4G WAN: Bonding vs Load Balancing

Posted by SAS on May 29, 2017 03:38:00 PM

Bonding vs Load Balancing

There are two approaches to combining multiple SIMs:  Bonding and Load Balancing.  We generally recommend bonding, but there are scenarios where Load Balancing can be a useful solution.   Here is a description of the two approaches.


Bonding or Load Balancing?

There are two approaches to combining multiple SIMs: bonding and load balancing. We generally recommend bonding for reliability, but there are scenarios where load balancing can be a useful solution. Generally, you would opt for:

Bonding when you require

  • Reliability
  • Latency-sensitive applications
  • Connection to the corporate network

Load balancing when

  • You are accessing internet-delivered applications
  • You are not running applications that are sensitive to packet loss or latency
  • You don’t require high speed access to a corporate network 
  • Or perhaps you don’t have the time to install a hub in your own data centre or the desire to use a provider’s hub


Bonded solutions take individual connections and combine them to form a single aggregated connection.


Reliability: By using multiple links at once to split the traffic flow across each in real time, you can re-transmit dropped packets instantly via another active channel. This makes it ideal for applications that are sensitive to packet loss or latency.

Monitoring: Bonding allows the use of mechanisms to monitor the performance of each channel in terms of speed, latency and packet loss. This means Quality of Service (QoS) can be configured according to this data, for example not sending voice down a channel that has exceeded a pre-defined latency threshold.

Performance: When a VPN is required for corporate connectivity, bonding allows each channel to form its own tunnel while the bonding protocols split the traffic up across all the active channels, meaning all of them are used for the VPN traffic.
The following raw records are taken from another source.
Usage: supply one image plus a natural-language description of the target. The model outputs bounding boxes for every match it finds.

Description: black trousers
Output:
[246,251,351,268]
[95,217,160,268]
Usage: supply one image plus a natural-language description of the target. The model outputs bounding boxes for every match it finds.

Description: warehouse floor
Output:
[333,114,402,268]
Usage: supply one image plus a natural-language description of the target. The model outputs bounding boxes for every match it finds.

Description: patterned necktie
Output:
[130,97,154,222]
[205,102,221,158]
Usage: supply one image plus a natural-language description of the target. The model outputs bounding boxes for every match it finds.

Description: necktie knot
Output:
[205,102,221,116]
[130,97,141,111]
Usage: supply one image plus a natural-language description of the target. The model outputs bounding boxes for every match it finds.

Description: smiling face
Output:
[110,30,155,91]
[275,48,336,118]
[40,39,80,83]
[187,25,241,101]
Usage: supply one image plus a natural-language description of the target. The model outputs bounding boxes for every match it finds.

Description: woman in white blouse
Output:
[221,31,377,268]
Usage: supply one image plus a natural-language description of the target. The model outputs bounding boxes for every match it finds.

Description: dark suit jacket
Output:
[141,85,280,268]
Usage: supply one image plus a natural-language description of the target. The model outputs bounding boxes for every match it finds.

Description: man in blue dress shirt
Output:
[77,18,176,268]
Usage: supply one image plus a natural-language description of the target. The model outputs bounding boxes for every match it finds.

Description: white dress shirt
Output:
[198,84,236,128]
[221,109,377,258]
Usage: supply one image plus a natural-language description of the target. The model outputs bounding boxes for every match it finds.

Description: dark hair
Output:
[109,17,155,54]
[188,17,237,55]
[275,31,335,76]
This allows for instant failover and no packet loss.

Several 4G router manufacturers have invested in bonding, notably Peplink who have a proprietary technology called Speedfusion that can split data packets across multiple connections.
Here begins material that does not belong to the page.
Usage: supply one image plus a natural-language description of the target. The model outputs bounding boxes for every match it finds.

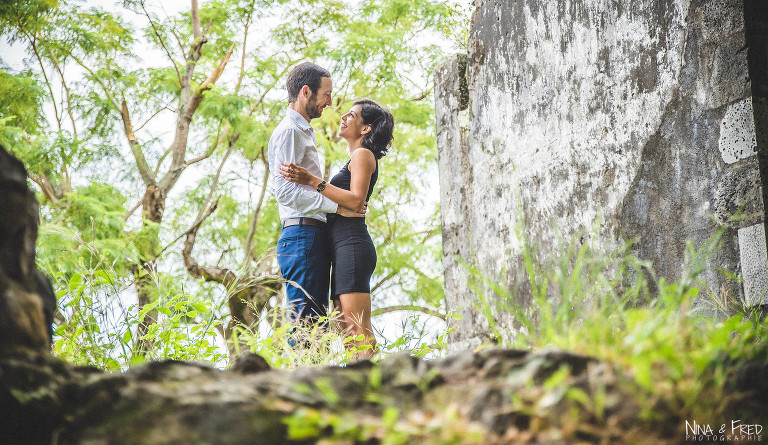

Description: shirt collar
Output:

Traffic flow: Because all traffic is sent through the bonded tunnel to the central hub before breaking out, it can influence native internet performance. The encryption overhead of the VPN can also impede performance.

Low performing channels: The bond is only as good as the worst performing channel. For example, if you have four channels – three running a 4G service and one running a 3G service – the bond will run at the speed and latency capacity of the 3G service.

Compatibility: Because bonding is not an open standard, different MSPs will have their own approach to doing this, which is usually proprietary to their equipment and common standards for VPN such as IPSEC cannot be used. This means that you’ll likely to have to use the same MSP for both core and site devices.

Performance: 4G routers commonly auto-tune their bonded connections with a priority on reliability and minimum packet loss, rather than on performance. We sometimes find we need to tune the settings to achieve the right balance between reliability and performance.

Load Balancing

With load balancing, traffic is distributed across a number of connections. Unlike bonding, these connections remain separate and you do not need a hub in a Data Centre to bond these connections together.


Local internet performance: You can split traffic evenly, or even by specific channels, in order to prioritise critical users and activities over non-critical. As an example, you could give corporate users 95% of available bandwidth and guest Wi-Fi only 5%. Because breakout occurs locally, you’re also not met with the overheads of bonding protocols or encryption for VPN.

Compatibility: Load balancing supports open standards such as IPSEC when setting up VPNs. This means that existing equipment can more likely be used and services do not need to be run through the same MSP. While the VPN itself will only run on one active channel at a time, it can be set to auto-failover between channels should the link fail.


Failover isn’t instant: While the service improves local internet speed, it is not ideal if pure corporate connectivity is required via a VPN. Though a VPN connection will fail over to a second channel if the connection is interrupted, this will not be instant – resulting in a noticeable outage and packet loss.

Performance: Because traffic is only running over one tunnel, it cannot take advantage of the additional bandwidth available on other active channels.

Outages and packet loss: If you have packet loss or latency-sensitive applications running over your corporate connection, load balancing is not ideal as you’ll only have one active channel with a failover time period. There are also no mechanisms to monitor latency and packet loss, meaning the connection is not intelligent enough to switch between channels when one is degraded.